Approximating branchwidth on parametric extensions of planarity

The \textsl{branchwidth} of a graph has been introduced by Roberson and Seymour as a measure of the tree-decomposability of a graph, alternative to treewidth. Branchwidth is polynomially computable on planar graphs by the celebrated ``Ratcatcher''-algorithm of Seymour and Thomas. We investigate an extension of this algorithm to minor-closed graph classes, further than planar graphs as follows: Let $H_{0}$ be a graph embeddedable in the projective plane and $H_{1}$ be a graph embeddedable in the torus.
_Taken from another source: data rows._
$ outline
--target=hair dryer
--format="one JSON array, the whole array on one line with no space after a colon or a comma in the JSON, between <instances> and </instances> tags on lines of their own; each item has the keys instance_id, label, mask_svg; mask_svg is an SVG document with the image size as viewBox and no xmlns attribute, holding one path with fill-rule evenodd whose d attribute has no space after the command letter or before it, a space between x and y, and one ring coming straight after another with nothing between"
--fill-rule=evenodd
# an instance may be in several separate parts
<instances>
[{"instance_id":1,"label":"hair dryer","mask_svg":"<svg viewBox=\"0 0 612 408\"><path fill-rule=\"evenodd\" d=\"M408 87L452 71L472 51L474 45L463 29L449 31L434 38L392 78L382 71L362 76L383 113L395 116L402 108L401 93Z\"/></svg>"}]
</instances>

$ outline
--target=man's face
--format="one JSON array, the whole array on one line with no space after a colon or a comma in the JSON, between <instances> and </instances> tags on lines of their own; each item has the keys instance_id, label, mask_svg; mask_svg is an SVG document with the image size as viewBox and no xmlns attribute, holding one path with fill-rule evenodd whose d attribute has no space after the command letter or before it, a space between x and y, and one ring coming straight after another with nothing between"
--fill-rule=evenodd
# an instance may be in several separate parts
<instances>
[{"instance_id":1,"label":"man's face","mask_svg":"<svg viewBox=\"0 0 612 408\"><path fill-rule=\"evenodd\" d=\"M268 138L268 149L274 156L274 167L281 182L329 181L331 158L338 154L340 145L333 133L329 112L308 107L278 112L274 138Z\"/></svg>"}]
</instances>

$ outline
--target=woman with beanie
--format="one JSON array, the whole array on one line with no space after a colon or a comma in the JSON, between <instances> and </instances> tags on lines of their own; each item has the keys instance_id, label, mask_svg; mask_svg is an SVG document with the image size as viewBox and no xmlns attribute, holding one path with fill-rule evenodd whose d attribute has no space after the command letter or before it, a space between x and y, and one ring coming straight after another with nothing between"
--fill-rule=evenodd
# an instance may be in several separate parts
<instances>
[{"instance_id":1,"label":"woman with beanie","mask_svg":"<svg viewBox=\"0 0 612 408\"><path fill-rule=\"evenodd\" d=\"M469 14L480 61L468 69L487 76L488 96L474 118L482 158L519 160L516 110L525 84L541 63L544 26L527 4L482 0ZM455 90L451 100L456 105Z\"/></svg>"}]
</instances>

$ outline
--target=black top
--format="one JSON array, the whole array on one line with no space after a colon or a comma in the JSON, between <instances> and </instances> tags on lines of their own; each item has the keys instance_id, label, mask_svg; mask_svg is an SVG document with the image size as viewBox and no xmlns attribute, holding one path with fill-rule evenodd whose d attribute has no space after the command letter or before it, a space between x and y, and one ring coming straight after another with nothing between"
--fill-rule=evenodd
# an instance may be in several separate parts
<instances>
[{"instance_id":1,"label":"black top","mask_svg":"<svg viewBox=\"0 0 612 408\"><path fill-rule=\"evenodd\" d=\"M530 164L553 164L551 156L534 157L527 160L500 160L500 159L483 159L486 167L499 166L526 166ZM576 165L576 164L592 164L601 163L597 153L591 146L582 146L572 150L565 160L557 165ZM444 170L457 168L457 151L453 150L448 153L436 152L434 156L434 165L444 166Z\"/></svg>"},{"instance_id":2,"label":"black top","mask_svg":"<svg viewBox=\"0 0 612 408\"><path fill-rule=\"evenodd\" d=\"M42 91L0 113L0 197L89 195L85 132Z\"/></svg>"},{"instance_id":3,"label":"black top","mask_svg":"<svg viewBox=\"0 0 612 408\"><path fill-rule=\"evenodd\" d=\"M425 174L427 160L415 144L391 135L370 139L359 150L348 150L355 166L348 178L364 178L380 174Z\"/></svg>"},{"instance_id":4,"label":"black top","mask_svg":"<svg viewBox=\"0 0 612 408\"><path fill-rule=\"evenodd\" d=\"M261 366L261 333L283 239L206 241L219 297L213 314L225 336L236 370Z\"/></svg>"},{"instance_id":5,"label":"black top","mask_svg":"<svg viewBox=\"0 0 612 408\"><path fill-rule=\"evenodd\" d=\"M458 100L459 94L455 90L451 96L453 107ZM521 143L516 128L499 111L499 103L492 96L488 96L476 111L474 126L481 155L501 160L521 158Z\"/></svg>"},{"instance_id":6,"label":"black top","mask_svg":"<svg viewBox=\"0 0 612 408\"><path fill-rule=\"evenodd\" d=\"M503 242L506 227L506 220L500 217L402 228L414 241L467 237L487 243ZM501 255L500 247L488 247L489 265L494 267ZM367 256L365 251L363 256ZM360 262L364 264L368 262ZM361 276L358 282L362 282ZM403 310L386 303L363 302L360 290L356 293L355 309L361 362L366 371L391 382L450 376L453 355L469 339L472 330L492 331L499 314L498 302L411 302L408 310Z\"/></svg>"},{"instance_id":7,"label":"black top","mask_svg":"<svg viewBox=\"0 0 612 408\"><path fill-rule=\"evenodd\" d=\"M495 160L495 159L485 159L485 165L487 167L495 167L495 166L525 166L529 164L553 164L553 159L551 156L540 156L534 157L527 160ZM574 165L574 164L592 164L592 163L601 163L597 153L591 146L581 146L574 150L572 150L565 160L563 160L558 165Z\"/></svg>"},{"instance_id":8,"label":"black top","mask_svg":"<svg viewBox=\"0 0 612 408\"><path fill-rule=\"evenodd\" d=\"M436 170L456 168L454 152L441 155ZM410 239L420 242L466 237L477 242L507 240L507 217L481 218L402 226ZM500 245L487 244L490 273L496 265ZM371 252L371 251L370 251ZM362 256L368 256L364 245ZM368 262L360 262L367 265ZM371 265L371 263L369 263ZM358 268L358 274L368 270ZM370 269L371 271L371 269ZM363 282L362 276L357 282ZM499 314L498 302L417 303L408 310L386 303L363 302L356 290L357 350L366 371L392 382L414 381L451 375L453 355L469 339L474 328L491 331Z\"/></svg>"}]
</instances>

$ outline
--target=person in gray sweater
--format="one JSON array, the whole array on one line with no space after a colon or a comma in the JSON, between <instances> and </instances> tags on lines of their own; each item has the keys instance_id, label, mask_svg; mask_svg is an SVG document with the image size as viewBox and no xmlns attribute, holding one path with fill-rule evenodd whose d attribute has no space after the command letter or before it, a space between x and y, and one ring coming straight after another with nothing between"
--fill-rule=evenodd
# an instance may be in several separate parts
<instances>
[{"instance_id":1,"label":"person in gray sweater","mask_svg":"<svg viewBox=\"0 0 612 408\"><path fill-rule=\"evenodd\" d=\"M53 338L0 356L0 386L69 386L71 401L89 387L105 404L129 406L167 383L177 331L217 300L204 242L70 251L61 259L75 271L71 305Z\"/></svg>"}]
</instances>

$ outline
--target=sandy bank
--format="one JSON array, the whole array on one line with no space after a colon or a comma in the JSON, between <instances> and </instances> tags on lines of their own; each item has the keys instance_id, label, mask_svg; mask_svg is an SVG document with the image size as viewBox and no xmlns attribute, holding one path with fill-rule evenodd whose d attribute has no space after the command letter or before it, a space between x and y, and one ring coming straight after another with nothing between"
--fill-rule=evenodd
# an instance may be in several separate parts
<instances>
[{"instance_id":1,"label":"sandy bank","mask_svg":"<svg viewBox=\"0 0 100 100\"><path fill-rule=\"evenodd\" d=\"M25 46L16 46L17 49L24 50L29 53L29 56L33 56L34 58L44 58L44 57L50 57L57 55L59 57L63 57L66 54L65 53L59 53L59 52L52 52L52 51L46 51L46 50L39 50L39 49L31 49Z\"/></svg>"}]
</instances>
We prove that every $\{H_{0},H_{1}\}$-minor free graph $G$ contains a subgraph $G'$ where the difference between the branchwidth of $G$ and the branchwidth of $G'$ is bounded by some constant, depending only on $H_{0}$ and $H_{1}$. Moreover, the graph $G'$ admits a tree decomposition where all torsos are planar. This decomposition can be used for deriving an EPTAS for branchwidth: For $\{H_{0},H_{1}\}$-minor free graphs, there is a function $f\colon\mathbb{N}\to\mathbb{N}$ and a $(1+\epsilon)$-approximation algorithm for branchwidth, running in time $\mathcal{O}(n^3+f(\frac{1}{\epsilon})\cdot n),$ for every $\epsilon>0$